熊本城に比べると超マイナーな場所ですが、天守閣からも見える花岡山があります。その頂にキリスト教解禁間もない明治時代、熊本洋学校の若者34名が集まり、イエスを信じるという盟約を交わした場所が残っています。政治家・石破茂の曽祖父にあたる金森通倫(みちとも)もその一人でした。家に呼び戻され、著名な先生から邪教に迷ってはいけない、と叱られ諭されました。「邪教の本など読むものか」と言われた金森は「先生は大学の講義で空想はだめ、実物に触れて究めないと真理には至らないと言われているのに、どうして聖書に触れずに邪教邪教と言われるのですか…」と反論して呆れられます。また、後に外交官になった吉田作弥の親は刀を抜いて棄教を迫りました。吉田は静かに頭を差し出して「父上の手で死ねるならば本望です」と言ったといいます。もちろん父親は刀の背で首筋をたたいたまでで、命を取ることはありませんでした。

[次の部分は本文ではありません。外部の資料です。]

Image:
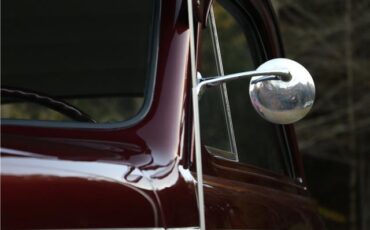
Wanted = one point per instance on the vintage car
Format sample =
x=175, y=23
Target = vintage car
x=150, y=114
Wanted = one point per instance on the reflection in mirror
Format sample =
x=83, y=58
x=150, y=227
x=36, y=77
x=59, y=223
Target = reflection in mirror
x=282, y=102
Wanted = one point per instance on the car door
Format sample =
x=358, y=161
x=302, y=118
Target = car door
x=252, y=173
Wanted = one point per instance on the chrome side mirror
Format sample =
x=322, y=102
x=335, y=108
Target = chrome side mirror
x=282, y=101
x=281, y=90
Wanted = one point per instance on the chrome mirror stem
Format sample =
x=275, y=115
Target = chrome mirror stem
x=283, y=75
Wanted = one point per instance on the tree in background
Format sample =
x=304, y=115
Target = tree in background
x=332, y=39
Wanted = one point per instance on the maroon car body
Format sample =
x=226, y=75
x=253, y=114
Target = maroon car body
x=143, y=176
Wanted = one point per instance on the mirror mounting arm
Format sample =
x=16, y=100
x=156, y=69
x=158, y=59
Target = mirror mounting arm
x=283, y=75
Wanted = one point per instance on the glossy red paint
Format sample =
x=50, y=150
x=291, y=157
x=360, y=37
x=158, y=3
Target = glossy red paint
x=71, y=178
x=139, y=176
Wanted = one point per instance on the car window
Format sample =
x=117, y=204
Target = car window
x=258, y=142
x=66, y=59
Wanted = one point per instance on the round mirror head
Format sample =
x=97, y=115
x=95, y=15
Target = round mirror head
x=279, y=101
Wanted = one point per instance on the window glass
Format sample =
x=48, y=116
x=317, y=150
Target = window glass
x=257, y=141
x=75, y=53
x=212, y=112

命をかけても惜しくないと思わせたのは聖書が示す圧倒的な事実です。人類の救いのために父なる神は人間の身代わりにイエスをさばかれました。まさに親が手に下すようなことが救いのためになされたのです。これは神の人に対する愛のゆえです。今から2000年前にその計画は成し遂げられました。
ぜひ、あなたもこの神の救いを受け取ってください。私たちが何かをするのではなく、神がしてくださったことを感謝をもって受け取ることです。自分の不完全さを認め、方向転換する用意のできている人は、だれでもこの救いをいただくことができます。心からお勧めいたします。
不法者は自分のはかりごとを捨て去れ。
主に帰れ。そうすれば、主はあわれんでくださる。
私たちの神に帰れ。豊かに赦してくださるから。